Sequential Testing at Booking.com

Nils Skotara

Published in

Booking.com Data Science

14 min readJun 12, 2023

Reliable and fast product decisions

Introduction

At Booking.com, we apply AB testing in order to assess whether a change on our website or mobile application positively affects the customer experience. AB testing is a way of measuring the causal impact of the product change on a certain outcome, such as the conversion rate or click through rate. We randomly assign our customers to one of two groups: The group that sees the website unchanged and the group that sees the product change. The random assignment ensures that only the influence of the product change distinguishes the two groups and the influence of all other variables on the outcome is not systematic. This allows us to conclude that the observed difference between the groups was indeed caused by the product change.
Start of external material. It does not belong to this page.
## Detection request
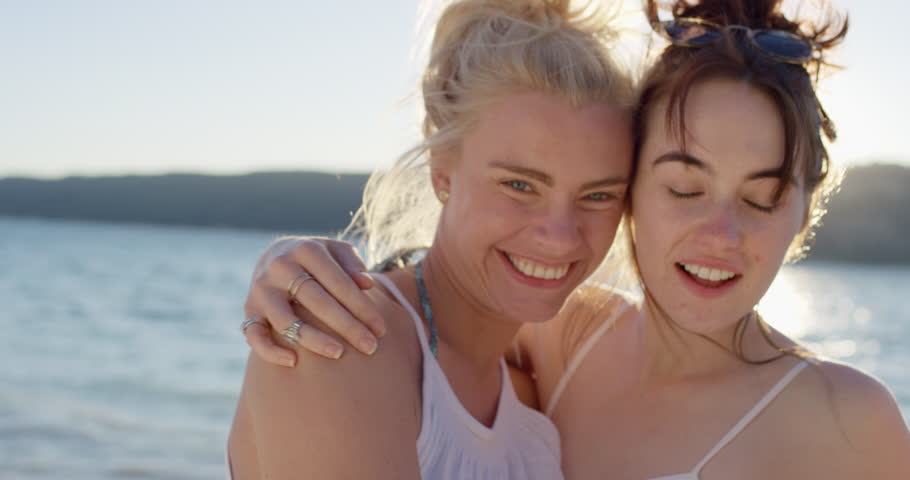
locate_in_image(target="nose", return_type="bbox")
[698,204,743,252]
[534,202,582,256]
We analyse the results with a statistical test that leads to one of two possible business decisions: the product change had a positive effect and will be shipped, or it did not and will not be shipped. Statistical tests control how often an ineffective change will wrongly be shipped (Type I or alpha error) and how often an effective change will be dismissed (Type II or beta error). Most often, hypothesis testing is done by calculating how much data is needed to reach a decision, given a pre-specified alpha and beta error rate and a minimal relevant effect size. This calculation needs to be done upfront and requires waiting until sufficient data has been collected (so-called fixed horizon testing). In practice, it is hard for experimenters not to look at interim results for a faster decision. Crucially, not adhering to the runtime increases the alpha error. A major benefit of sequential testing is that it does allow for interim analyses while maintaining the correct alpha error rate.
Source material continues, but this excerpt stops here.